Tuesday, 12 July 2016: 15:15
Location: Hörsaal III (Neues Institutsgebäude (NIG))
Oral Presentation
Su-ming KHOO, National University of Ireland, Galway, Ireland
Chiara COSTANZO, National University of Ireland Galway, Ireland
Since the 1990s, development research, policy and practice has embraced a human rights agenda. Many attempts have been made to inform development with human rights concerns, align development agendas with human rights frameworks and integrate human rights in practice via the adoption of ‘rights based approaches’ to development.

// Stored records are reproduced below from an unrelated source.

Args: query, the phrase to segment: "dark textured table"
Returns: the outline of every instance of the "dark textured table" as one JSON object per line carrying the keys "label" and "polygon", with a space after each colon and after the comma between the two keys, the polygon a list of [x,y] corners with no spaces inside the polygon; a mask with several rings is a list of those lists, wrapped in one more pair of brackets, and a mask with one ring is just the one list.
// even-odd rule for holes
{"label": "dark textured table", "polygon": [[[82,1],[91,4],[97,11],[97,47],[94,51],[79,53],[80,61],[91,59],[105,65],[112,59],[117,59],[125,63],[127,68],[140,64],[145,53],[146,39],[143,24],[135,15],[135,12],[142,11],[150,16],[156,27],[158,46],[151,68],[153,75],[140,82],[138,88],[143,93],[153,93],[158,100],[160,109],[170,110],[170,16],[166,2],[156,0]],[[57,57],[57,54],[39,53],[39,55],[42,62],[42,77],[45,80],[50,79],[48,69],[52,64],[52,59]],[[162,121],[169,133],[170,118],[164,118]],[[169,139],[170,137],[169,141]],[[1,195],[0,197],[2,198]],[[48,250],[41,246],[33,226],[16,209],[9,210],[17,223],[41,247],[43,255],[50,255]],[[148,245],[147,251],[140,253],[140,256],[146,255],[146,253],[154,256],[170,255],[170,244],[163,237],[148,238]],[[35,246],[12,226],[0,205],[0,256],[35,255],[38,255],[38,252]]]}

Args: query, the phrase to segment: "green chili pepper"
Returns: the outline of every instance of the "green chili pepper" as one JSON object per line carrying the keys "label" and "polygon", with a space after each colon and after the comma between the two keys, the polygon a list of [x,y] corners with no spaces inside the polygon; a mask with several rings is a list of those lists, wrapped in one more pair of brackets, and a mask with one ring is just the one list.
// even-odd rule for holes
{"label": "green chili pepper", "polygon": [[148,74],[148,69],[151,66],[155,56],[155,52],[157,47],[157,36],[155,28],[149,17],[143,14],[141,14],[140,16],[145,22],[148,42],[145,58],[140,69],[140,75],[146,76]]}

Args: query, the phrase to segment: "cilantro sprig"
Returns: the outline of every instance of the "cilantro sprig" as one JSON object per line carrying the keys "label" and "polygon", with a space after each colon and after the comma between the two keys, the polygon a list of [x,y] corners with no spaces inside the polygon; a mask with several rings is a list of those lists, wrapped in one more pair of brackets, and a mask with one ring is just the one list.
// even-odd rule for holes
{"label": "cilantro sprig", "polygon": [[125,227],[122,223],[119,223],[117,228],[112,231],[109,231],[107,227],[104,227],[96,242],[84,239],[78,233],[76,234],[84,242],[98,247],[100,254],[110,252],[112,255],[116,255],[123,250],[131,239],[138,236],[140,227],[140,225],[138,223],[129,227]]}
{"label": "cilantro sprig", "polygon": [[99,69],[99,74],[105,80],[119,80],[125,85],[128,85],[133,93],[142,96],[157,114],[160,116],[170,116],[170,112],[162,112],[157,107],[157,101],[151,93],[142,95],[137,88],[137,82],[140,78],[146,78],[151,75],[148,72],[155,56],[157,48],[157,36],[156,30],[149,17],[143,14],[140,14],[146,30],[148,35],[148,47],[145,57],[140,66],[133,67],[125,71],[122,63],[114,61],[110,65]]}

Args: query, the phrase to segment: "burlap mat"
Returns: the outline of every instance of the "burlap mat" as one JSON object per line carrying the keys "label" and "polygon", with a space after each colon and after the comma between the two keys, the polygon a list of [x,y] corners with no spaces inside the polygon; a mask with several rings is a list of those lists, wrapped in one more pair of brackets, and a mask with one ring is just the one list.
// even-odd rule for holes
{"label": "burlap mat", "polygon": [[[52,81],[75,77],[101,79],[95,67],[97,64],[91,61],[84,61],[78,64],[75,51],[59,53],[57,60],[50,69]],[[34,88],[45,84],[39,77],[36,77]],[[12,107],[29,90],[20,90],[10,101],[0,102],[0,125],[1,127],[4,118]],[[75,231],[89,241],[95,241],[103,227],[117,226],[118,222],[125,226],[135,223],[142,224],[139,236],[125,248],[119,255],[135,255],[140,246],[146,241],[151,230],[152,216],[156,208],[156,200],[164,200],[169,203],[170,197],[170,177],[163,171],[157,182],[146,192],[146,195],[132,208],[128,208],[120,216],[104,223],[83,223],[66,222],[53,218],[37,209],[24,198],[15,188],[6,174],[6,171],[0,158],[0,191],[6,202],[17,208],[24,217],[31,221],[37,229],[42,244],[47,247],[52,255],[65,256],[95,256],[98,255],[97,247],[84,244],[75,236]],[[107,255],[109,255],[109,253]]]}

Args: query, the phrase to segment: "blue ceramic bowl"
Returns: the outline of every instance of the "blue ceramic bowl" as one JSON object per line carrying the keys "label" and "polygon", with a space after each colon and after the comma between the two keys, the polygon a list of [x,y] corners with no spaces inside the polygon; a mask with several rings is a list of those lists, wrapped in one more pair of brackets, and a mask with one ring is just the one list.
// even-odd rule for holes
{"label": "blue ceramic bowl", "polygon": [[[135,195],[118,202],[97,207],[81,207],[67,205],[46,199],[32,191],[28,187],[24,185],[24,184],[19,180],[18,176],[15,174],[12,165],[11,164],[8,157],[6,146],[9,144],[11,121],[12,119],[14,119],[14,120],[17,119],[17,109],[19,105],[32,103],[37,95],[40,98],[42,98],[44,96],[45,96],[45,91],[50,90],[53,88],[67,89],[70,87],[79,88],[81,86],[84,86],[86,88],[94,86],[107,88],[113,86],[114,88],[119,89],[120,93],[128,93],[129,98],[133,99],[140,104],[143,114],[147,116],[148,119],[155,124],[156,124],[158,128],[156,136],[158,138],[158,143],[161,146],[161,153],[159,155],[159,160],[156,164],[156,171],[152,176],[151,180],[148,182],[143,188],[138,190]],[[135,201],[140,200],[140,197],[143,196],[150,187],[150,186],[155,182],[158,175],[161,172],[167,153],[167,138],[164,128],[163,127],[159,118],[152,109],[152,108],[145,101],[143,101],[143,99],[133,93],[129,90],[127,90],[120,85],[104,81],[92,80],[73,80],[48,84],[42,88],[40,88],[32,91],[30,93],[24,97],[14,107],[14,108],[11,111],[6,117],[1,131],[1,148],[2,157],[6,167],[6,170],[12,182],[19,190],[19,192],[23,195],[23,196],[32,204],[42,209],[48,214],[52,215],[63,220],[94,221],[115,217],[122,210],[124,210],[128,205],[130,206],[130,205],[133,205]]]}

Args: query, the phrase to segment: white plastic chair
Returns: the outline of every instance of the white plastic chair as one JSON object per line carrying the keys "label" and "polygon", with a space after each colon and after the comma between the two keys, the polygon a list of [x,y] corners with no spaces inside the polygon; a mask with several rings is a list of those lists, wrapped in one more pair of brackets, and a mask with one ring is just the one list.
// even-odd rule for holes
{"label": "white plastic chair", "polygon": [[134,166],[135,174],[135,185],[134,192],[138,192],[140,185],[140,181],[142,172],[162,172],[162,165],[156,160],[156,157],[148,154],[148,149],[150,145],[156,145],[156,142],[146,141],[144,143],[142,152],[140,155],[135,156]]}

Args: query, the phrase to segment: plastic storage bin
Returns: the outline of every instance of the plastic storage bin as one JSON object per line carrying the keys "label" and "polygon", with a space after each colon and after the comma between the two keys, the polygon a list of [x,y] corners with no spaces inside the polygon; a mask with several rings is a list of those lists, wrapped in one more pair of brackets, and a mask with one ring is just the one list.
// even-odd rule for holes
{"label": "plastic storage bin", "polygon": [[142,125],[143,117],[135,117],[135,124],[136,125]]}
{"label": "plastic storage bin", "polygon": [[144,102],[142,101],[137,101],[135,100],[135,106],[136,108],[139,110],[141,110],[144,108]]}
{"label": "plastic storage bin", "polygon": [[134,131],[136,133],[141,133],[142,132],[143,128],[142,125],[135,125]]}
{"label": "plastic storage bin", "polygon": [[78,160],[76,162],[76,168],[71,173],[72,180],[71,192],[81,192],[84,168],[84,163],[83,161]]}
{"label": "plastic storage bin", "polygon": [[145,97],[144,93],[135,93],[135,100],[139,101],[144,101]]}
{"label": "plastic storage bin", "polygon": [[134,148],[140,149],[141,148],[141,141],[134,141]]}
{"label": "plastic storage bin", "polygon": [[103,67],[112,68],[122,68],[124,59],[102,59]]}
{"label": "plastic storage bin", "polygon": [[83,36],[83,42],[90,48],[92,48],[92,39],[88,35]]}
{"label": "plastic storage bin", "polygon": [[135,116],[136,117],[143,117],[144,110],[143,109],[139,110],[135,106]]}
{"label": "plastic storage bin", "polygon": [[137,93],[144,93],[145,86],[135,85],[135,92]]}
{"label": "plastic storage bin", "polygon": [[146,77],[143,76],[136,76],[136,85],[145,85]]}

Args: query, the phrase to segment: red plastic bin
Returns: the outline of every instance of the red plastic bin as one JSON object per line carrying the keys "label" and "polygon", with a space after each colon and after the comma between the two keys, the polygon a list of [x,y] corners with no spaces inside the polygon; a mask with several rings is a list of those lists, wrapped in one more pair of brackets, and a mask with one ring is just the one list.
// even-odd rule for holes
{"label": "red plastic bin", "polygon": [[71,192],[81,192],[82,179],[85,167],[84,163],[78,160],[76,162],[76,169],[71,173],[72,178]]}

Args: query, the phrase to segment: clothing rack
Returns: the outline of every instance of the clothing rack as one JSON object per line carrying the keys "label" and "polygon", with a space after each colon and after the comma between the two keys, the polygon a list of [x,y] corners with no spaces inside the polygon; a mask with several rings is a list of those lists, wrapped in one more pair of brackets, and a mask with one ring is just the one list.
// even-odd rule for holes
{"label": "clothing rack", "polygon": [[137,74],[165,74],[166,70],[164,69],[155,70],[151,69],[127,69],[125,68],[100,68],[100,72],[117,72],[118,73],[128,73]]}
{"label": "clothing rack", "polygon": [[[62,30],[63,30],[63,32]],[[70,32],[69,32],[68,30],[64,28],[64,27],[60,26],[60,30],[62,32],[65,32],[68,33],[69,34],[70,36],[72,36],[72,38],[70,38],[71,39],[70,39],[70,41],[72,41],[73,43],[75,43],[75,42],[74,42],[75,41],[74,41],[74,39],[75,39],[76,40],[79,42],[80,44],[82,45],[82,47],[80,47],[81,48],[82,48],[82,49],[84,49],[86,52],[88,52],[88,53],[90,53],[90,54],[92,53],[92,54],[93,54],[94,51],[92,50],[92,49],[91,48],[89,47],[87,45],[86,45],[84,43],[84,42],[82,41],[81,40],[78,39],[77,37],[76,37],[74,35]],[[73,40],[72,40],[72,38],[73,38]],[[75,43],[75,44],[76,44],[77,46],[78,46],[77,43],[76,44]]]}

Yet, recent research suggests that human rights has lost traction in the post-2015 development consensus (Brolan et al 2015). This is worrying, given that these findings were for health rights, arguably the most advanced domain of rights in practice, and a fundamental underpinning for global struggles for health justice. Expanding the humanitarian relief agenda may meet immediate human needs where development has failed, but has the development community left human rights behind as a project and a principle?

We confront the possibility that development has entered a post-human rights era, and consider the possibility of rediscovering and rehabilitating human rights within the sustainable development agenda, as well as the major challenges and barriers to doing this. Responding to a fundamental provocation for human rights to move from victims’ justice to survivors’ justice (Mamdani 2014), a rights-based development agenda involves three elements: deeper democratization of development processes, incorporation of environmental principles into human rights and development of concrete arrangements for harm reparation and benefit sharing. This re-aligns the elements of participation, benefit-sharing and environmental protection, which have evolved along divergent paths. We argue that the time has come to reunite the ‘generations’ of negative, positive and collective rights in the pursuit of sustainable development. The liberty to demand rights and equity in enjoyment of rights must be complemented with a commitment to solidarity, understood as common, but differentiated responsibilities to re-distribute power and resources required for sustainable development to become inclusive and non-discriminatory, while remaining within ‘safe spaces’ of ecological and social survival.